The Norwegian municipality of Oslo has become the first to be listed on the Oslo Børs’ green list. The Oslo Børs is the first stock exchange to have separate lists for green bonds – currently there are 10 issues, reportedly valued at NOK14.6bn.The Science Based Targets initiative, a joint endeavour by the CDP, the UN Global Compact, World Resource Institute (WRI) and World Wide Fund for Nature (WWF) seeking to catalyse action on C02 emissions, has announced that 114 companies (with a combined annual emissions of 476m tonnes of C02) have now committed to set a science-based target to reduce emissions. Included on the list are: AXA Group, Bank J. Safra Sarasin, ING, Procter & Gamble and Coca-Cola. Link
Sweden’s Minister for International Development Cooperation Isabella Lövin is set to announce that the Swedish Government will increase its support to expanding renewable energy infrastructure in developing countries, with SEK20m going to the World Bank Scaling up Renewable Energy Programme (SREP) and SEK15m to the UN Secretary-General’s Sustainable Energy for All (SE4ALL) initiative.

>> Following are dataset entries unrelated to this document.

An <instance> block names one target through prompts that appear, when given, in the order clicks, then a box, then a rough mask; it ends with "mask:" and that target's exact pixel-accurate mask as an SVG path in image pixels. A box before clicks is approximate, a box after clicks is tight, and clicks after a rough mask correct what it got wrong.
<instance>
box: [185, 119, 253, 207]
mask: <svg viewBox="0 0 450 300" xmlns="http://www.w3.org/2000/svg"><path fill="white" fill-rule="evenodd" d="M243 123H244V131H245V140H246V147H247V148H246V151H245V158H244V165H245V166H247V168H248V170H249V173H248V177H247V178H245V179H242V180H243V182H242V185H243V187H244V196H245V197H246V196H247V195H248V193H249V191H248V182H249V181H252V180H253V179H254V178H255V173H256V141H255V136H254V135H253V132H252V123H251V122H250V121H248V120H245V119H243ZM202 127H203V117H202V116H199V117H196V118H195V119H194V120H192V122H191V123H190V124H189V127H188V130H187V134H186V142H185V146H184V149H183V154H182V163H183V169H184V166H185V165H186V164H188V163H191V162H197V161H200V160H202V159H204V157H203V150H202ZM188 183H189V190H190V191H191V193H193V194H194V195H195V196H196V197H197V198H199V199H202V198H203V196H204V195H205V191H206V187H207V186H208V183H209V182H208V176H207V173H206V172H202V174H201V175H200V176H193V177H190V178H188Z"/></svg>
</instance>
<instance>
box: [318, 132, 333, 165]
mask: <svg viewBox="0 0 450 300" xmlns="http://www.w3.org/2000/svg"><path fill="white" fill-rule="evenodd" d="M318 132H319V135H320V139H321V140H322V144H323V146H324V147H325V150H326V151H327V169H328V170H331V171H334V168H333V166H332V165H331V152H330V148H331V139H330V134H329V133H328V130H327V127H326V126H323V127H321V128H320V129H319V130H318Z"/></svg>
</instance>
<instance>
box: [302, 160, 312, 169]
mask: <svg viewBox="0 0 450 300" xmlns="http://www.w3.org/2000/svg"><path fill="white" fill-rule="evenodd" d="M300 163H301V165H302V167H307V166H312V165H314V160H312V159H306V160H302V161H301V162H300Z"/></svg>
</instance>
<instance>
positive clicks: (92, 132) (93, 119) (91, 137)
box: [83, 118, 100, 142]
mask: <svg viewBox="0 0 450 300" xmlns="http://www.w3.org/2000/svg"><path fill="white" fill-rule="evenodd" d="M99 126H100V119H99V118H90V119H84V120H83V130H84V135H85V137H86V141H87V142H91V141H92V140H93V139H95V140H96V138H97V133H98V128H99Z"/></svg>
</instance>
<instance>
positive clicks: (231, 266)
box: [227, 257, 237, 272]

Northern Trust Asset Management has released a survey of more than 30 Nordic institutional investors, reportedly including some of the largest asset owners in the world, which demonstrates that 80% of those surveyed expect their firm to introduce climate risk profiling within the next two years. Ninety percent also expected internal resourcing and the amount of capital allocated to governance and compliance to increase. The survey also cites quality of data as a key challenge to implementing a sustainable investment strategy, with 30% of those surveyed recognising this as an issue.
Caring for Climate (C4C), an initiative jointly convened by the UN Global Compact, UN Environment Programme (UNEP) and the secretariat of UN Framework Convention on Climate Change (UNFCCC), gathered more than 700 participants over two-days from business, finance, government, civil society and the United Nations (including UN Secretary-General Ban Ki-moon; France’s Minister of Environment, Sustainable Development and Energy, Ségolène Royal, and Secretary of State of the United States John Kerry) to discuss the role of the private sector in advancing the climate agenda.